遍历大小为 k 的不同子集

Question

我有一个包含 n 个整数的数组（不一定不同！），我想遍历所有大小为 k 的子集。但是我想排除所有重复的子集。

例如

array = {1,2,2,3,3,3,3}, n = 7, k = 2

那么我要迭代（每次）的子集是：

{1,2},{1,3},{2,2},{2,3},{3,3}

执行此操作的有效算法是什么？递归的方法最efficient/elegant?

如果您有特定语言的答案，我使用的是 C++。

Answer 1

我喜欢用位来解决这个问题。当然，它限制你的向量中只有 32 个元素，但它仍然很酷。

首先，给定一个位掩码，确定下一个位掩码排列（source）：

uint32_t next(uint32_t v) {
    uint32_t t = v | (v - 1);
    return (t + 1) | (((~t & -~t) - 1) >> (__builtin_ctz(v) + 1));  
}

接下来，给定一个 vector 和一个位掩码，根据该掩码给出一个新的 vector：

std::vector<int> filter(const std::vector<int>& v, uint32_t mask) {
    std::vector<int> res;
    while (mask) {
        res.push_back(v[__builtin_ctz(mask)]);
        mask &= mask - 1;
    }   
    return res;
}

有了这个，我们只需要一个循环：

std::set<std::vector<int>> get_subsets(const std::vector<int>& arr, uint32_t k) {   
    std::set<std::vector<int>> s;
    uint32_t max = (1 << arr.size());
    for (uint32_t v = (1 << k) - 1; v < max; v = next(v)) {
        s.insert(filter(arr, v));
    }
    return s;
}

int main()
{
    auto s = get_subsets({1, 2, 2, 3, 3, 3, 3}, 2);
    std::cout << s.size() << std::endl; // prints 5
}

Answer 2

与之前的答案不同，这不是那么有效，也没有做很多花哨的事情。但是它不限制数组的大小或子集的大小。
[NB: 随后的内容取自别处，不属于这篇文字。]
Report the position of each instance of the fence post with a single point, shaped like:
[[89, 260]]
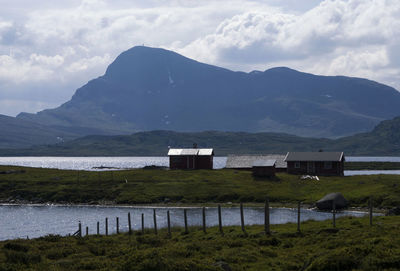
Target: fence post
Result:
[[169, 223], [370, 211], [129, 223], [298, 216], [220, 219], [266, 217], [185, 220], [155, 221], [204, 219], [142, 223], [80, 229], [117, 222], [242, 217], [334, 213]]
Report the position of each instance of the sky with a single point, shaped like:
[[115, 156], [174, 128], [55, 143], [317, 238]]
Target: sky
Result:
[[50, 48]]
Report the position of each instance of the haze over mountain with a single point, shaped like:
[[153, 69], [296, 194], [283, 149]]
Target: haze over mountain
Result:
[[383, 140], [155, 89]]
此解决方案使用 std::next_permutation 生成组合，并利用 std::set 的唯一性属性。

#include <algorithm>
#include <vector>
#include <set>
#include <iostream>
#include <iterator>

using namespace std;

std::set<std::vector<int>> getSubsets(const std::vector<int>& vect, size_t numToChoose)
{
    std::set<std::vector<int>> returnVal;
    // return the whole thing if we want to
    // choose everything 
    if (numToChoose >= vect.size())
    {
        returnVal.insert(vect);
        return returnVal;
    }

    // set up bool vector for combination processing
    std::vector<bool> bVect(vect.size() - numToChoose, false);

    // stick the true values at the end of the vector
    bVect.resize(bVect.size() + numToChoose, true); 

    // select where the ones are set in the bool vector and populate
    // the combination vector
    do
    {
        std::vector<int> combination;
        for (size_t i = 0; i < bVect.size() && combination.size() <= numToChoose; ++i)
        {
            if (bVect[i])
                combination.push_back(vect[i]);
        }
        // sort the combinations
        std::sort(combination.begin(), combination.end());

        // insert this new combination in the set
        returnVal.insert(combination);
    } while (next_permutation(bVect.begin(), bVect.end()));
    return returnVal;
}

int main()
{
    std::vector<int> myVect = {1,2,2,3,3,3,3};

    // number to select
    size_t numToSelect = 3;

    // get the subsets
    std::set<std::vector<int>> subSets = getSubsets(myVect, numToSelect);

    // output the results
    for_each(subSets.begin(), subSets.end(), [] (const vector<int>& v) 
    { cout << "subset "; copy(v.begin(), v.end(), ostream_iterator<int>(cout, " ")); cout << "\n"; });
}

实例：http://coliru.stacked-crooked.com/a/beb800809d78db1a

基本上我们设置了一个 bool 向量，并使用与 bool 向量中 true 项的位置对应的值填充一个向量。然后我们将其排序并插入到一个集合中。 std::next_permutation 打乱布尔数组中的 true 值，我们只是重复。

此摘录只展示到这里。